Re: [PATCH 2/3] cxl/mbox: Add GET_POISON_LIST mailbox command support
From: Alison Schofield
Date: Thu Jun 16 2022 - 18:11:10 EST
David - you make lots of good points, one quick comments at end...
On Thu, Jun 16, 2022 at 02:47:40PM -0700, Davidlohr Bueso wrote:
> On Thu, 16 Jun 2022, Alison Schofield wrote:
> >I'm headed in this direction -
>
> I like these interfaces, btw.
>
> >cxl list --media-errors -m mem1
> > lists media errors for requested memdev
>
> But in this patchset you're only listing for persistent configurations.

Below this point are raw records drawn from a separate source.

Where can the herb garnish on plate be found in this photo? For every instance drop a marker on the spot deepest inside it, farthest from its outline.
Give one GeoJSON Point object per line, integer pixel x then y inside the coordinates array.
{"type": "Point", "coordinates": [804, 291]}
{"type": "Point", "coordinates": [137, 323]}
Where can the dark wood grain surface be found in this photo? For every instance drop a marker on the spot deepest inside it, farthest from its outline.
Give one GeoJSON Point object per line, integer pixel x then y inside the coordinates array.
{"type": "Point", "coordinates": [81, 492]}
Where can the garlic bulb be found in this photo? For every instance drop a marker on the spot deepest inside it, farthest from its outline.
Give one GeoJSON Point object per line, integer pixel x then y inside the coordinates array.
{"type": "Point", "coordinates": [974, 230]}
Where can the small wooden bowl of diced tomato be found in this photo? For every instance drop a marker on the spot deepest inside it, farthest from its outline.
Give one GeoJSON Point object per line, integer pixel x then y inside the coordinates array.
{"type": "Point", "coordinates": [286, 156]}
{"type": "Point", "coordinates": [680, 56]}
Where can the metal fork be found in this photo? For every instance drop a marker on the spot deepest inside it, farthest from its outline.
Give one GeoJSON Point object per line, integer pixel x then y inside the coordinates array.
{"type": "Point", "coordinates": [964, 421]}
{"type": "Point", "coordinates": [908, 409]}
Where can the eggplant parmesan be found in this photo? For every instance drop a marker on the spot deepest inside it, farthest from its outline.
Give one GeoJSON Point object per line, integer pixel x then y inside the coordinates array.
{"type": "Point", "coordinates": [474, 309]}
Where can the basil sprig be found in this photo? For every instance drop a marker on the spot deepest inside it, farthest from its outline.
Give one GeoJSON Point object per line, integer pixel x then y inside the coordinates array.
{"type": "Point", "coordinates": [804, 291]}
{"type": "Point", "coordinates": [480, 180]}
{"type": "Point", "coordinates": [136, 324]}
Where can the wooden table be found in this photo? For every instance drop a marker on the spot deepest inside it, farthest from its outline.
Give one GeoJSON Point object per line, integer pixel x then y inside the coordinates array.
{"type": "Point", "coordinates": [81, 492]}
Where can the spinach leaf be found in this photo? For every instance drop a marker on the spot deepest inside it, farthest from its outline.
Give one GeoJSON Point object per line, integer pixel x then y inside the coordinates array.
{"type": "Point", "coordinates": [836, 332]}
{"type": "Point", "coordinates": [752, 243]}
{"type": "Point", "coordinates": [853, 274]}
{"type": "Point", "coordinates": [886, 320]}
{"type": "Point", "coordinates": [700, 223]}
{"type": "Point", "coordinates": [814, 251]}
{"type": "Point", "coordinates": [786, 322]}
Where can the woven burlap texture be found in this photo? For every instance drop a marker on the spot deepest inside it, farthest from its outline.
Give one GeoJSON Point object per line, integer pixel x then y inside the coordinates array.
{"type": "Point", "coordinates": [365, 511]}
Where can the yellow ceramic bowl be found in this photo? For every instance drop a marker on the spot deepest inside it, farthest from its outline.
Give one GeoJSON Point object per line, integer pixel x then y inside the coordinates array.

> So if there is a volatile partion, or the whole device is volatile,
> this would not consider that.
>
> So unless I'm missing something, we need to consider ram_range as well.
>
> >cxl list --media-errors -r region#
> > lists region errors with HPA addresses
> > (So here cxl tool will collect the poison for all the regions
> > memdevs and do the DPA to HPA translation)
>
> I was indeed thinking along these lines. But similar to the above,
> the region driver also has plans to enumarate volatile regions
> configured by BIOS.
>
> >
> >To answer your question, I wasn't thinking of limiting
> >the range within the memdev, but certainly could. And if we were
> >taking in ranges, those ranges would need to be checked.
>
> My question was originally considering poisoning only within pmem DPA
> ranges, but now I'm wondering if all this also applies equally to volatile
> parts as well... Reading the spec I interpret both, but reading the
> T3 Memory Device Software Guide '2.13.19' it only mentions persistent
> capacity.
>
> >
> >$cxl list --media-errors -m mem1 --range-start= --range-end|len=
>
> I figure this kind of like the above with regions being very arbitrary
> and dynamic.
>
> >Now, if I left the sysfs interface as is, the driver will read the
> >entire poison list for the memdev and then cxl tool will filter it
> >for the range requested.
> >
> >Or, maybe we should implement in libcxl (not sysfs), with memdev and
> >range options and only collect from the device the range requested.
>
> I wonder if the latter may be the better option considering that always
> scanning the entire memdev would cause unnecessary media scan wait times,
> specially for large capacities.
This is not a Media Scan. This is only reading the existing Poison List.
>
> Thanks,
> Davidlohr